We had often heard the geese go over before, but never such a flock as this, never such wild waking clangor, so clear, so far away, so measured, swift, and—gone!
I love the sound of the ocean surf, the roar of a winter gale in the leafless woods, the sough of the moss-hung cypress in the dark southern swamps. But no other voice of Nature is so strangely, deeply thrilling to me as the honk, honk, honk of the passing geese.
For what other voice, heard nowadays, of beast or bird is so wild and free and far-resounding? Heard in the solemn silence of the night, the notes fall as from the stars, a faint and far-off salutation, like the call of sentinels down the picket line—“All’s well!

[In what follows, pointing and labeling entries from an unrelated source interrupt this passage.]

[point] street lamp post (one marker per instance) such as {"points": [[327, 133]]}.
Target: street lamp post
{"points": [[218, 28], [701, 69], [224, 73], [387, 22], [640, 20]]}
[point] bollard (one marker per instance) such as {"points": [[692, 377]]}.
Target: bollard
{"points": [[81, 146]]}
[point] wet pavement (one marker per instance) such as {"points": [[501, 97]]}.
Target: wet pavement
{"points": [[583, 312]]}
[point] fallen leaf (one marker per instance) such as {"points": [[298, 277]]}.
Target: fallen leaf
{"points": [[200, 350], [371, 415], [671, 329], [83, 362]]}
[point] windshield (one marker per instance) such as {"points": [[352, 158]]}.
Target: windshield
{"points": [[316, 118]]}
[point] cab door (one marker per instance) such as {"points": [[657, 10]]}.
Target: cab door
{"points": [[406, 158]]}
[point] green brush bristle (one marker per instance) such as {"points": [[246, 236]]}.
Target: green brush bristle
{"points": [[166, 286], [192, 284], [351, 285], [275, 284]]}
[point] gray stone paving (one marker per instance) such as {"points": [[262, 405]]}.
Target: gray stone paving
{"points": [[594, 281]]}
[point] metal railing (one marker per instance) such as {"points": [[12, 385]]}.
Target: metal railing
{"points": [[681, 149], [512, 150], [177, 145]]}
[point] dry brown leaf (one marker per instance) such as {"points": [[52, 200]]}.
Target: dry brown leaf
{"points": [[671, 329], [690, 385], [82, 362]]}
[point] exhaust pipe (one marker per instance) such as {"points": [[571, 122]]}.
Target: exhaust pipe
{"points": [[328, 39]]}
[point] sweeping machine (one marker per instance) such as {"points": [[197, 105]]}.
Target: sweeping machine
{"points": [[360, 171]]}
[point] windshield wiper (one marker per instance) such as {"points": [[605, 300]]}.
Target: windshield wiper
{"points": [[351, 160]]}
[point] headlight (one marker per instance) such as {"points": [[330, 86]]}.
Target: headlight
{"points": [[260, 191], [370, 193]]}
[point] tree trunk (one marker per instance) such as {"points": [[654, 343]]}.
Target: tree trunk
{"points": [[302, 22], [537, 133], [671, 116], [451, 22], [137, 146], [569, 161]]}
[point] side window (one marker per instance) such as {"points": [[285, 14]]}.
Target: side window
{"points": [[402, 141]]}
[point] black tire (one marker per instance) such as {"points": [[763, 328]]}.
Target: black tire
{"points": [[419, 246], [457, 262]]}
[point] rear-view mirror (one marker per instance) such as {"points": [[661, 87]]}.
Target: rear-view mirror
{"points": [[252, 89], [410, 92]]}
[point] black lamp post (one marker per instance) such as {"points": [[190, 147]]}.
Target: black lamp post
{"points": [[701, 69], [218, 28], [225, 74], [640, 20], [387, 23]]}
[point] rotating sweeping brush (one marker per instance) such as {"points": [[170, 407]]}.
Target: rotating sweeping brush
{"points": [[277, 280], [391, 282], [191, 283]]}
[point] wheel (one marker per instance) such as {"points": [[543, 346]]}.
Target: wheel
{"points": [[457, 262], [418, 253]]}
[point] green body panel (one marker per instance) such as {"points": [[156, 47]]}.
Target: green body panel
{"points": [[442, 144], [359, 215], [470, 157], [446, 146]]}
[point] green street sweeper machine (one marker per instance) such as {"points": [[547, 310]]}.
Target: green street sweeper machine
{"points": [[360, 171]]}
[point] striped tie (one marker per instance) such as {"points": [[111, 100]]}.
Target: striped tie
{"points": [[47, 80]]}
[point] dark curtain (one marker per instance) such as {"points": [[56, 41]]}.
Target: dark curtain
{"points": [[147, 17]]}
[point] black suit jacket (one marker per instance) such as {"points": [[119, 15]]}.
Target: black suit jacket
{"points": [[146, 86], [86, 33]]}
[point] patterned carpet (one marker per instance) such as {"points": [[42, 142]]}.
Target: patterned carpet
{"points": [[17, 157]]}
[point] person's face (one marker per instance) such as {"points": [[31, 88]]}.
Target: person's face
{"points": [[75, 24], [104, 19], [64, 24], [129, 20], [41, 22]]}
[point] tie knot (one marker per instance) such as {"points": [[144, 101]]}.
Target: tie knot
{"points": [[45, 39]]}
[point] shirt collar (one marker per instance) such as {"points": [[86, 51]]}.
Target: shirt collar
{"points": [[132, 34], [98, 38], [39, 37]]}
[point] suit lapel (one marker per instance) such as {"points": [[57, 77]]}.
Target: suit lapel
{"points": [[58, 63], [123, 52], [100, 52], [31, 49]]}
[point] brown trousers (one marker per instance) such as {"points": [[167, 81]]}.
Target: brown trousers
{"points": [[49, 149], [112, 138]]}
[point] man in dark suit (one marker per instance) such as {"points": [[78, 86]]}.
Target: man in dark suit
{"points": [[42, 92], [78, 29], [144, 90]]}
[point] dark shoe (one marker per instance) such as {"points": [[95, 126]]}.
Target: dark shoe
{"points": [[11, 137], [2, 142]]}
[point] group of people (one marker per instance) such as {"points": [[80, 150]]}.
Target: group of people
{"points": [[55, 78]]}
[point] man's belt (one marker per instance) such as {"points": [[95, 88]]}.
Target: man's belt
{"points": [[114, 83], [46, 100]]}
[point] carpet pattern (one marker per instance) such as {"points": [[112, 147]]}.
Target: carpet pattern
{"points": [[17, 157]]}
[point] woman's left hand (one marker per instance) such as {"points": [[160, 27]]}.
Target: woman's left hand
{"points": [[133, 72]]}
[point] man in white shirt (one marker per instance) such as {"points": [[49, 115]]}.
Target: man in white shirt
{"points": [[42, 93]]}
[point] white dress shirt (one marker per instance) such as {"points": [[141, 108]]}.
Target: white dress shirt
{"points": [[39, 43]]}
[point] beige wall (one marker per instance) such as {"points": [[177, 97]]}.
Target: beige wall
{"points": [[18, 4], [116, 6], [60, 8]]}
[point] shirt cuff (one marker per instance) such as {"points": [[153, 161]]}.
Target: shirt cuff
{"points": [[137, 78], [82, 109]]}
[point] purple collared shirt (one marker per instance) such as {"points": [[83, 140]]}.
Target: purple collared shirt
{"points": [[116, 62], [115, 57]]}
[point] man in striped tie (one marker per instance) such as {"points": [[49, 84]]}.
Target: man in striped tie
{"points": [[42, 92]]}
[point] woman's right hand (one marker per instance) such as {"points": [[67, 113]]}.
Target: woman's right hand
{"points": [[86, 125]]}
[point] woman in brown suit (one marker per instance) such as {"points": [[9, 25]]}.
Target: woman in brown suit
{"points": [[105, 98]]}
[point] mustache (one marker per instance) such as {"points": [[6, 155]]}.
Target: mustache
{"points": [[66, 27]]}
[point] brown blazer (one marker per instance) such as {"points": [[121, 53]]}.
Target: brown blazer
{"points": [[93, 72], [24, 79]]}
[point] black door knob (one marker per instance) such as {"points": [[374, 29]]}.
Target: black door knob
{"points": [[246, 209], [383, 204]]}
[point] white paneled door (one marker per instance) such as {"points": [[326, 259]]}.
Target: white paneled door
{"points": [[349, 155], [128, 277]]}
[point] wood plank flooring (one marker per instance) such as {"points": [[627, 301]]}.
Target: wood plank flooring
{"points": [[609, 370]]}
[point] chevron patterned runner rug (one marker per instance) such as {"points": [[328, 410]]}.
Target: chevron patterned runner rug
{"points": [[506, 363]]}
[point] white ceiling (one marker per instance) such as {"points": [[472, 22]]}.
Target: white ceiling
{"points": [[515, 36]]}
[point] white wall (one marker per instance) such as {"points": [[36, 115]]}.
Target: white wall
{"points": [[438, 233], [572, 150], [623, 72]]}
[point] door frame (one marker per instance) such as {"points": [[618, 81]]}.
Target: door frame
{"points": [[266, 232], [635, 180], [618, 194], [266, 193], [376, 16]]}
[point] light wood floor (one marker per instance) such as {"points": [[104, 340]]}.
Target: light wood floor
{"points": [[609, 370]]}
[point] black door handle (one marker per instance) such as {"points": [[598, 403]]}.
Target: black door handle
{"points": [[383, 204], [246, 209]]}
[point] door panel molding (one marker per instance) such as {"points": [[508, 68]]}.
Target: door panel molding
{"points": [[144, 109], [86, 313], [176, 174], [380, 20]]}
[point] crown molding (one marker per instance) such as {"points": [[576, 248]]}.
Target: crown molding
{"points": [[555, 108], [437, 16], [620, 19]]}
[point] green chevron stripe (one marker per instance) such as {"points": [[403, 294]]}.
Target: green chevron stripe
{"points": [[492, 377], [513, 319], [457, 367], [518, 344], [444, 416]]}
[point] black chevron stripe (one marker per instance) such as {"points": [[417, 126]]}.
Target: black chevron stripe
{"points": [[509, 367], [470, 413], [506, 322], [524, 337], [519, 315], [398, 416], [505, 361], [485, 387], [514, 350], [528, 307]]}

All’s well!” Heard in the open day, when you can see the winged wedge splitting through the dull gray sky, the notes seem to cleave the dun clouds, driven down by the powerful wing-beats where the travelers are passing high and far beyond the reach of our guns.
The sight of the geese going over in the day, and the sound of their trumpetings, turn the whole world of cloud and sky into a wilderness, as wild and primeval a wilderness as that distant forest of the far Northwest where the howl of wolves is still heard by the trappers. Even that wilderness, however, is passing; and perhaps no one of us will ever hear the howl of wolves in the hollow snow-filled forests, as many of our parents have heard. But the honk of the wild geese going over we should all hear, and our children should hear; for this flock of wild creatures we have in our hands to preserve.
The wild geese breed in the low, wet marshes of the half-frozen North, where, for a thousand years to come they will not interfere with the needs of man. They pass over our northern and middle states and spend the winter in the rivers, marshes, and lagoons of the South, where, for another thousand years to come, they can do little, if any, harm to man, but rather good.
But North and South, and all along their journey back and forth, they are shot for sport and food. For the wild geese cannot make this thousand-mile flight without coming down to rest and eat; and wherever that descent is made, there is pretty sure to be a man with a gun on the watch.
Here, close to my home, are four ponds; and around the sides of each of them are “goose blinds”—screens made of cedar and pine boughs fixed into the shore, behind which the gunners lie in wait. More than that, out upon the surface of the pond are geese swimming, but tied so that they cannot escape—geese that have been raised in captivity and placed there to lure the flying wild flocks down. Others, known as “flyers,” are kept within the blind to be let loose when a big flock is seen approaching—to fly out and mingle with them and decoy them to the pond. These “flyers” are usually young birds and, when thrown out upon their wings, naturally come back, bringing the wild flock with them, to their fellows fastened in the pond.
A weary flock comes winging over, hungry, and looking for a place to rest. Instantly the captive geese out on the pond see them and set up a loud honking. The flying flock hear them and begin to descend. Then they see one (tossed from the blind) coming on to meet them, and they circle lower to the pond, only to fall before a fury of shots that pour from behind the blind.